Essa história de precatórios vale ser recapitulada. O precatório é uma dívida que o governo — seja cidade, Estado ou União — tem com alguém. Digamos que esse alguém tenha o direito de receber R$ 1 milhão ao longo de dez anos, tanto faz o motivo. Ele pode receber conforme o prazo, ou, se tiver pressa ou necessidade, pode vender o título para outra pessoa por um valor muito mais baixo. “Você me dá R$ 100 mil, eu te dou o precatório, e você recebe R$ 1 milhão do governo”. Sacou?

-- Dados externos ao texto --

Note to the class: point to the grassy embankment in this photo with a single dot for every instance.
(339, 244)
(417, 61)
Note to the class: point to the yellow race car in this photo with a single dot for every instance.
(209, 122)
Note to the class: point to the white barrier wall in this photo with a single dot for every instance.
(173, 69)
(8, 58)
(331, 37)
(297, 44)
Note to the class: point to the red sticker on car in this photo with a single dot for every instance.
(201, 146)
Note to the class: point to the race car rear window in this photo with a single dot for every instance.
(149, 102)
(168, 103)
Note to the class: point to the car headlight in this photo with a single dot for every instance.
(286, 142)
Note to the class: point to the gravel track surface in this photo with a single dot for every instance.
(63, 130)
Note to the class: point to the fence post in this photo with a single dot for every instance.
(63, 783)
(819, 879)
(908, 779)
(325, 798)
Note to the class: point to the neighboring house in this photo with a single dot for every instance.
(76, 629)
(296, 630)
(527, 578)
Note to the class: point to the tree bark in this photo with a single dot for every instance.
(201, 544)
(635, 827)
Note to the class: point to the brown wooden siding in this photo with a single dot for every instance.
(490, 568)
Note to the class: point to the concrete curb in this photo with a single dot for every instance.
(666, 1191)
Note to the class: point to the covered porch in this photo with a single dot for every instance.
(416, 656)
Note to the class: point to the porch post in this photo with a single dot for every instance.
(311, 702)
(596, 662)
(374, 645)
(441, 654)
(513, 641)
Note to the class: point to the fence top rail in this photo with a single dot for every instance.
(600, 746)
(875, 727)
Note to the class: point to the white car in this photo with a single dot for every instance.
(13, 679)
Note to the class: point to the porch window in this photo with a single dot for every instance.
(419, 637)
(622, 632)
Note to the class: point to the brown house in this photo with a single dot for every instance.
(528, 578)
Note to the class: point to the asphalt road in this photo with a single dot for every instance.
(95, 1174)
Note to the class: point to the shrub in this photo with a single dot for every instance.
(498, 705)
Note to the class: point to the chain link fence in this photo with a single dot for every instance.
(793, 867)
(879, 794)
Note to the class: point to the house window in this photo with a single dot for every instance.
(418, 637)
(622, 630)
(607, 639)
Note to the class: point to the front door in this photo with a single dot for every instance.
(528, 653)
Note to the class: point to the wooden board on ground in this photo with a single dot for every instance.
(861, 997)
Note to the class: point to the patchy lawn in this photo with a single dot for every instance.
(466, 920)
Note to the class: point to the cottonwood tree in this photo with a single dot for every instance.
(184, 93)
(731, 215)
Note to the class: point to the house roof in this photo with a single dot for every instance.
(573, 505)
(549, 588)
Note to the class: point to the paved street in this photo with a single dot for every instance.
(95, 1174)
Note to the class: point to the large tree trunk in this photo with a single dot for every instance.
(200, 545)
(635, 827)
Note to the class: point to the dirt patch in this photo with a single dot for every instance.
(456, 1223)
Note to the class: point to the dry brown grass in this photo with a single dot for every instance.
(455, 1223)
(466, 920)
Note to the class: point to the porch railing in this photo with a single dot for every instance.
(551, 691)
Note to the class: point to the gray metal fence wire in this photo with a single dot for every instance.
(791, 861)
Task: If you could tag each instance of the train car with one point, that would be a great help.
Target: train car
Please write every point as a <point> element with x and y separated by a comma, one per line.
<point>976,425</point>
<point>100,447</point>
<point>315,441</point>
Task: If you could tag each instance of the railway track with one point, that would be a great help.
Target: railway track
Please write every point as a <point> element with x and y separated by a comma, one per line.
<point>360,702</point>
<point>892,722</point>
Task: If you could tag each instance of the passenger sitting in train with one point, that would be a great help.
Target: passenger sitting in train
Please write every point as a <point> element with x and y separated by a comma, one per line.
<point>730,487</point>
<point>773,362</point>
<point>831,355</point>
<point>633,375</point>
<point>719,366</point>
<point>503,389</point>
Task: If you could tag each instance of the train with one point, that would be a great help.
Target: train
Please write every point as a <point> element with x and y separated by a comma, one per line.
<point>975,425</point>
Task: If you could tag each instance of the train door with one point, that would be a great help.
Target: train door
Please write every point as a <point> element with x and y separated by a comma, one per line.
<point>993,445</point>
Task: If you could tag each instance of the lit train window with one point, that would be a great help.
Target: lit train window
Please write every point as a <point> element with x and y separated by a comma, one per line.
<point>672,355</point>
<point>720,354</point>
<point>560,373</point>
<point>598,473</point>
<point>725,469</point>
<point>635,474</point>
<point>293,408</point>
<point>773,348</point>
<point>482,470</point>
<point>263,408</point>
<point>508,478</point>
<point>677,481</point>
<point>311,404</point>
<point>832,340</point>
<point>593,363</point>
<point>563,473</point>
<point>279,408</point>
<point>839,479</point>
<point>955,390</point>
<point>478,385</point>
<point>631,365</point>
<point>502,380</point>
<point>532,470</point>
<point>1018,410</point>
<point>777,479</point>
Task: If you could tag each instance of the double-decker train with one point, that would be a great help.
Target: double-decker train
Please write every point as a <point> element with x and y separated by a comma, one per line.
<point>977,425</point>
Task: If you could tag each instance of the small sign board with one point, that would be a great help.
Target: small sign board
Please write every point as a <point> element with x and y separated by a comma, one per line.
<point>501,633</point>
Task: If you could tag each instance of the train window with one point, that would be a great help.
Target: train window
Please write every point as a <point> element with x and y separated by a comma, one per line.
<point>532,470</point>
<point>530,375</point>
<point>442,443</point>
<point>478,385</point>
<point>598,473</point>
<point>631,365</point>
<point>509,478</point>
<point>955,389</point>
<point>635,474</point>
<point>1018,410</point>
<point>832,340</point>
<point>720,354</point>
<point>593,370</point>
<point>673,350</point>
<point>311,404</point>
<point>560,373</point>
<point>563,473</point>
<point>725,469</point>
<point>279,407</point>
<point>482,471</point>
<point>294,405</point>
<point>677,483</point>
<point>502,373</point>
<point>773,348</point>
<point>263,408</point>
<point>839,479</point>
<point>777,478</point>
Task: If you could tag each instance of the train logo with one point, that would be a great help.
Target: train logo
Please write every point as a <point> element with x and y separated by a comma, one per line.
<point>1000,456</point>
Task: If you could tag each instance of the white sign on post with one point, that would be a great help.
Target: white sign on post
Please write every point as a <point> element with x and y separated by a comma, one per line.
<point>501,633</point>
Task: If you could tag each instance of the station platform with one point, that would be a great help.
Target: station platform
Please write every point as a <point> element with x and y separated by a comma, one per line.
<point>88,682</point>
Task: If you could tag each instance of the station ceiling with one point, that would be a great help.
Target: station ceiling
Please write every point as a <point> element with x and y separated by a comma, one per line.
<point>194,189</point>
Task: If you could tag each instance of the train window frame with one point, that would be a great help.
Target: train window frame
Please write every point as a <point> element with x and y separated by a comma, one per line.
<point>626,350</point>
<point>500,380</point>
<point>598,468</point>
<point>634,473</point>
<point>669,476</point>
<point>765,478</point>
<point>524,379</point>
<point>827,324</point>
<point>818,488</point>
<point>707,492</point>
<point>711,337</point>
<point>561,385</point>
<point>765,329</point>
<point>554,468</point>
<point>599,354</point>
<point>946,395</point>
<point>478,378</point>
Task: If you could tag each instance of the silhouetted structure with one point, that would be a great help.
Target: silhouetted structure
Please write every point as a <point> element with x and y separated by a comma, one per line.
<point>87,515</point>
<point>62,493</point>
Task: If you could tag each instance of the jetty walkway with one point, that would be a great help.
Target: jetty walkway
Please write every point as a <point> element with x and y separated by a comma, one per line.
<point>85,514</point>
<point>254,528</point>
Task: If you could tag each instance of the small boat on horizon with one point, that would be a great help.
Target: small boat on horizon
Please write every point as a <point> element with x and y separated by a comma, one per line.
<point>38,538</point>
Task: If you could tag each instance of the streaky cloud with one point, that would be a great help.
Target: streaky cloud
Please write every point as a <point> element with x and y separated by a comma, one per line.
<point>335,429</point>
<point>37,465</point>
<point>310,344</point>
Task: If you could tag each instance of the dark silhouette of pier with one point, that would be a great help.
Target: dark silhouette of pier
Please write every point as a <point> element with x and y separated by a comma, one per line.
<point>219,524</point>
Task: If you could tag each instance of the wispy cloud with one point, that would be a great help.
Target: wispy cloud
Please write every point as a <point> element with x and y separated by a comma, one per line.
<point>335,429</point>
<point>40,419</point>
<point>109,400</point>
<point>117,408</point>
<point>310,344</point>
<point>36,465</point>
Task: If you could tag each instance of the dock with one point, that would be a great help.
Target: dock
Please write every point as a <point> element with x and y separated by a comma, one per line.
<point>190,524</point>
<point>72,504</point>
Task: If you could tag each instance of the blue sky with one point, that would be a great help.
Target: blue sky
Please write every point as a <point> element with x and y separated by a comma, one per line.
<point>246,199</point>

O Corinthians pretendia ir ao mercado comprar os precatórios de um monte de gente, para então dar esses precatórios na mão da Caixa e quitar a sua dívida rapidamente. O Corinthians se daria bem, porque pagaria muito menos e se livraria do problema logo. Já a Caixa passaria a ter o governo como credor dela. A questão é que não se faz esse tipo de operação com banco público. Se a Caixa aceitasse, abriria um precedente perigoso para ela mesma em relação a vários outros credores.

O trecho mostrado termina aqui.